Para o setor de embalagens plásticas, a mensagem é direta: conformidade deixou de ser opcional. E quem já trabalha com material reciclado rastreável larga na frente.
Neste artigo:
Dado de mercado: o Brasil gera cerca de 11,3 milhões de toneladas de lixo plástico por ano e recicla apenas uma fração desse total. Fonte: WWF, com base em dados do Banco Mundial (What a Waste 2.0).
Aviso: este conteúdo é informativo e não substitui a leitura do decreto na íntegra nem a orientação jurídica. O Decreto 12.688/2025 já fixa os percentuais de recuperação e de conteúdo reciclado até 2040 em seus Anexos I e II; regulamentações futuras do Ministério do Meio Ambiente tratam de detalhes técnicos complementares (como critérios de reciclabilidade), não dos percentuais principais.

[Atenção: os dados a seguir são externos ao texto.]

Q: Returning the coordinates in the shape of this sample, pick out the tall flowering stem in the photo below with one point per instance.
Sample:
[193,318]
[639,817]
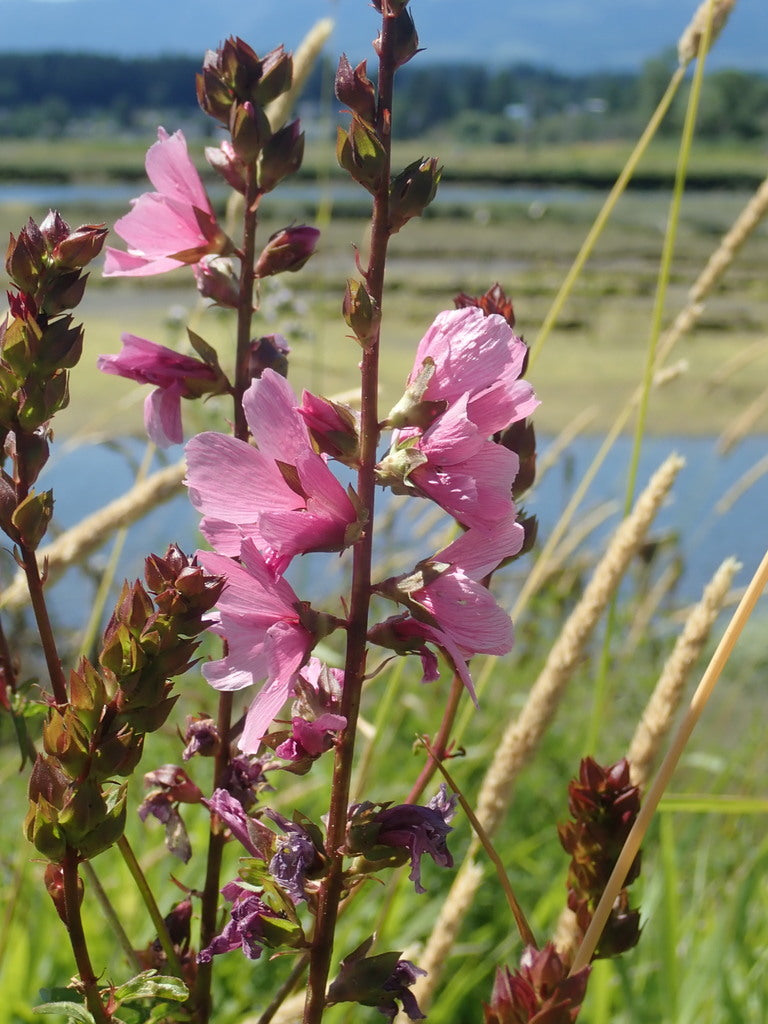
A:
[354,668]
[217,839]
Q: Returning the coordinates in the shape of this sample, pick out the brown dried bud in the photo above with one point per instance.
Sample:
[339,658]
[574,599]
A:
[287,250]
[354,88]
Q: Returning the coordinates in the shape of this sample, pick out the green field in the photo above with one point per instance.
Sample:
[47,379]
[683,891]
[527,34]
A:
[593,358]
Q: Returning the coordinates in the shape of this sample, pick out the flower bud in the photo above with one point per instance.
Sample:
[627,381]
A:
[54,886]
[215,279]
[412,192]
[24,260]
[268,352]
[281,156]
[359,312]
[406,39]
[287,250]
[250,130]
[31,518]
[359,152]
[355,89]
[494,301]
[78,248]
[225,162]
[334,427]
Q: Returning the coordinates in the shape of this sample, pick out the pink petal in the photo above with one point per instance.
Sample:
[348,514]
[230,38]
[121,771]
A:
[172,172]
[275,423]
[163,416]
[123,264]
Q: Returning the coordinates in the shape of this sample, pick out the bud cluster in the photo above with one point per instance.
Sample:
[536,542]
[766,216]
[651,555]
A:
[540,991]
[603,806]
[98,734]
[39,342]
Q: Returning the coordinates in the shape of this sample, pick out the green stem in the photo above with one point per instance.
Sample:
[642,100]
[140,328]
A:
[150,902]
[112,916]
[77,938]
[354,668]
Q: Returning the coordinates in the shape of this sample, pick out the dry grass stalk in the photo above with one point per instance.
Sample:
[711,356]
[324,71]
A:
[711,17]
[716,266]
[682,735]
[304,58]
[523,734]
[658,714]
[91,532]
[664,702]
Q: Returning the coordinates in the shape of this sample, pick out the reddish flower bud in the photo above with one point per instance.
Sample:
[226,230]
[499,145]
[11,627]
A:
[406,41]
[412,192]
[359,152]
[281,156]
[287,250]
[354,88]
[494,301]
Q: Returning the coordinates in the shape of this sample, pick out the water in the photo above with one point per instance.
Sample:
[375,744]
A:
[85,478]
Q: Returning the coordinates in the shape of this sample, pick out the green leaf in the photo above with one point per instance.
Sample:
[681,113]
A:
[150,984]
[72,1011]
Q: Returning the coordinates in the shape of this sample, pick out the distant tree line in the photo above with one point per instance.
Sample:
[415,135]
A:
[65,93]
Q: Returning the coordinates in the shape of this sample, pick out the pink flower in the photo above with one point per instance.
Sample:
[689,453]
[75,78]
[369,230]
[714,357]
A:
[282,494]
[464,387]
[175,377]
[263,623]
[171,226]
[449,605]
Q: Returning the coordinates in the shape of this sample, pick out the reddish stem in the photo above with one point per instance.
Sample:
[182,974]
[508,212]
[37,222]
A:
[354,669]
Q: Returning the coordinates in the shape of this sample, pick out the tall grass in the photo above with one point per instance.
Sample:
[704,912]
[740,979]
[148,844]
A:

Consulte o texto oficial do decreto e a sua assessoria jurídica e ambiental.
O que é o Decreto 12.688/2025?
Decreto 12.688/2025 é: a norma federal, de 21 de outubro de 2025, que institui o sistema obrigatório de logística reversa de embalagens de plástico no Brasil. Ele regulamenta o art. 32, §1º, e o art. 33, §1º, da Lei 12.305/2010, a Política Nacional de Resíduos Sólidos (PNRS).
Logística reversa é o conjunto de ações que faz a embalagem usada voltar ao ciclo produtivo, em vez de virar lixo. O decreto tornou isso obrigatório para o plástico, regulamentando a Lei 12.305/2010 (PNRS).
Ele coloca a responsabilidade sobre toda a cadeia: fabricantes, importadores, distribuidores e comerciantes de embalagens plásticas. É a responsabilidade compartilhada da PNRS.
O decreto está em vigor desde a publicação, em 21 de outubro de 2025. As metas de recuperação e de conteúdo reciclado já estão fixadas nos Anexos I e II do próprio decreto; atos complementares do Ministério do Meio Ambiente detalham critérios técnicos, como o índice de reciclabilidade das embalagens.
O foco são as embalagens plásticas pós-consumo. Isso inclui embalagens primárias, secundárias e terciárias, além de itens equiparáveis, como copos e talheres descartáveis.
O que entra e o que fica de fora
| Entra no decreto | Fica de fora |
|---|---|
| Embalagens plásticas primárias, secundárias e terciárias | Embalagens já com logística reversa própria (eletroeletrônicos, medicamentos, agrotóxicos, óleos) |
| Itens equiparáveis: copos, pratos e talheres descartáveis | Embalagens mistas que contenham papel ou papelão |
| Embalagens que chegam ao consumidor final, mesmo em venda B2B | Resíduo estritamente industrial fora da limpeza urbana, que segue a PNRS e o MTR |
Fonte: Decreto 12.688/2025 e regulamentação da PNRS. Confirme o enquadramento do seu produto com assessoria jurídica.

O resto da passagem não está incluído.